Conveniently enough, the Bitcoin protocol can accommodate such a tall order. Pay to Script Hash (P2SH) is a type of bitcoin address that was introduced as part of Bitcoin Improvement Proposal 16 (also known as BIP 16), as of early 2012. P2SH addresses can be secured using a more complex algorithm than standard addresses and involve the use of multiple Elliptic Curve Digital Signature Algorithm (more commonly known as ECDSA) keys, rather than only one.

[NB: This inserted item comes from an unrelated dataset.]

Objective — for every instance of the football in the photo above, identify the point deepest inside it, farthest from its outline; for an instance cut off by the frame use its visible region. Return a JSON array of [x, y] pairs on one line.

Multi signature wallets allow users to maintain direct control over their bitcoins while also removing some of the security burden from them. In the event that one of their private keys is lost or stolen, it’s no longer a catastrophe. The concept in m-of-n signature schemes is fairly simple, at least at an abstract level–in order to complete a transaction, more than one private key (m) is needed out of a total number generated (n). In a 2-of-3 scenario, you would need two out of a total of three keys to withdraw money, but the process for deposits is the same as it would be for a standard address. You can then approach distributing and storing the keys in various ways. You could hold one key, you could give one (the backup) to a trusted friend or relative, or even store it yourself in a different location from the “main” key, and the third key would be held by yet another party, such as the company offering the service. BitGo is at the forefront of implementing multisig addresses, so I recommend you check them out.
It’s significantly harder for someone to steal two private keys than one, which adds an additional safety net against theft, both physical and digital. It’s more secure than a traditional digital signature setup, and it also offers more protection from human error. If I accidentally go into spring cleaning overdrive and toss out my hard drive with my private keys on it, I can still access my bitcoins using the backup key.
The reason I like multi signature addresses and wallets is that unlike having a vault that is simply insured, they use technology to secure the coins. It’s an actual advancement in the protocol that permits this type of address to be created and used. Insurance does not actually solve the problem of loss or theft– it merely corrects the wrong after the fact. It’s more bandaid than preventative care. It does not offer an advance in technology, as the burden falls on the insurance company; there’s no real gain over insuring a gold ingot, for example. I have no doubt that insurance covering bitcoin assets will become industry standard in the next few years, but if bitcoin ends up requiring all the same cumbersome financial infrastructure as the current system, we will have gone full circle while making little real progress.
I’ve really only looked at the application of multisignature transactions and wallets for security purposes here, but they can also be applied to escrow and transactions involving digital payment for physical goods. They can also be used in institutional or company settings, where more than one person is needed to sign off on something before funds can be released, for instance. The other applications deserve their own post so I’ll address them at a later date.